Sample Legislation

Patient Opioid Notification Act (also called Opioid Patients Right to Know Act)

This common sense legislation, requiring a conversation between prescriber and patient before an opioid-based painkiller is prescribed and a discussion of potential alternative treatments when appropriate, is now law in, New Jersey, Rhode Island, Nevada, Maryland, Michigan, Oklahoma, West Virginia, California, Ohio, Connecticut, Utah, Washington, Louisiana, Nebraska, Pennsylvania, Florida, South Carolina, Illinois, Alaska, Vermont and Virginia as well as incorporated in the CDC guidelines for prescribing opioids. (In NJ, RI, MD, NV, OH, CT OK, WV, UT, WA, LA, NE, FL, IL, VT and VA, it applies across the board; CA, MI, PA, SC, and AK target it to youth and their parents.) Our goal is to make it the law in every state:

POA Map Key

Click here to download a PDF of relevant pages of the New Jersey legislation, and the PDF of the comprehensive New Jersey preventing and treating opioid addiction law is here.
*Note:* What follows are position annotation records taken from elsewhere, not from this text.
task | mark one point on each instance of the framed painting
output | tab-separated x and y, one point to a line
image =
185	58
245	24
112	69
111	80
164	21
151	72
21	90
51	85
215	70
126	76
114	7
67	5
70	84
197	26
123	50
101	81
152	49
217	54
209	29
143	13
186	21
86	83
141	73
Sample adapted NJ language below:

d. Prior to issuing the initial prescription of a Schedule II controlled dangerous substance or any other opioid pain reliever which is a prescription drug in a course of treatment for acute or chronic pain and again prior to issuing the third prescription of the course of treatment, a practitioner shall discuss with the patient, or the patient’s parent or guardian if the patient is under 18 years of age and is not an emancipated minor, the risks associated with the drugs being prescribed, including but not limited to: (1) the risks of addiction and overdose associated with opioid drugs and the dangers of taking opioid drugs with alcohol, benzodiazepines and other central nervous system depressants; (2) the reasons why the prescription is necessary; (3) alternative treatments that may be available; and (4) risks associated with the use of the drugs being prescribed, specifically that opioids are highly addictive, even when taken as prescribed, that there is a risk of developing a physical or psychological dependence on the controlled dangerous substance, and that the risks of taking more opioids than prescribed, or mixing sedatives, benzodiazepines or alcohol with opioids, can result in fatal respiratory depression. The practitioner shall include a note in the patient’s medical record that the patient or the patient’s parent or guardian, as applicable, has discussed with the practitioner the risks of developing a physical or psychological dependence on the controlled dangerous substance and alternative treatments that may be available.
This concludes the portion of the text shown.